Les implications de cette crise administrative dépassent la simple anecdote bureaucratique. En instrumentalisant les services de l’État, les autorités congolaises dessinent les contours d’une nouvelle forme de répression. Le passeport, document vital pour tout engagement politique international, devient une arme de neutralisation massive. Une stratégie qui rappelle étrangement les heures sombres des régimes autoritaires, où le contrôle des mobilités servait de briseur d’ambitions contestataires.
Cette affaire met en lumière les dysfonctionnements chroniques de l’administration congolaise, régulièrement pointés du doigt par la société civile. Le lien partagé par les députés vers un article de Radio Okapi révélant « l’attente interminable des requérants de passeports » à Kinshasa vient étayer leur argumentaire. Faut-il y voir une simple inertie bureaucratique ou une volonté délibérée de museler toute voix discordante ?

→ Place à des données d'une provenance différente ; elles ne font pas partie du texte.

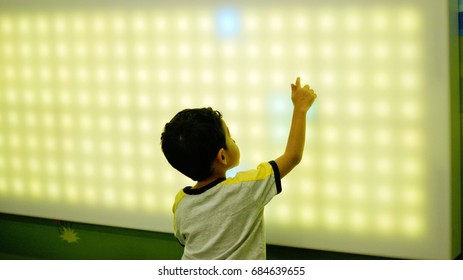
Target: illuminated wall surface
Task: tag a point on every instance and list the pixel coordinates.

La réaction des autorités provinciales se fait toujours attendre, alimentant les spéculations. Certains analystes y décèlent une tentative d’épuisement des forces oppositionnelles à l’approche des échéances électorales. D’autres évoquent une stratégie de fragmentation des alliances politiques naissantes. Reste que cette politique du bâton et de la carotte administrative pourrait se retourner contre ses instigateurs.
Au-delà des enjeux locaux, ce bras de fer politique questionne la crédibilité internationale de la RDC. Comment concilier les discours sur la modernisation de l’État avec ces pratiques d’un autre âge ? Les partenaires étrangers, souvent prompts à financer des programmes de bonne gouvernance, ferment-ils les yeux sur ces entorses répétées aux droits fondamentaux ?
La balle est désormais dans le camp de la justice congolaise. Les députés provinciaux annoncent des recours légaux pour « abus de pouvoir et entrave aux droits constitutionnels ». Mais dans un paysage judiciaire souvent accusé de partialité, cette voie offrira-t-elle une réelle issue ? L’affaire pourrait bien devenir le symbole des contradictions d’un régime tiraillé entre aspirations démocratiques et réflexes autoritaires.
Alors que la détention des opposants approche le seuil critique des six mois, la communauté internationale observe avec attention. Les prochaines semaines seront cruciales : soit le pouvoir congolais rectifie le tir pour préserver son image, soit il assume ouvertement ce virage répressif. Dans les deux cas, l’équilibre politique fragile du Katanga risque d’en sortir durablement affecté.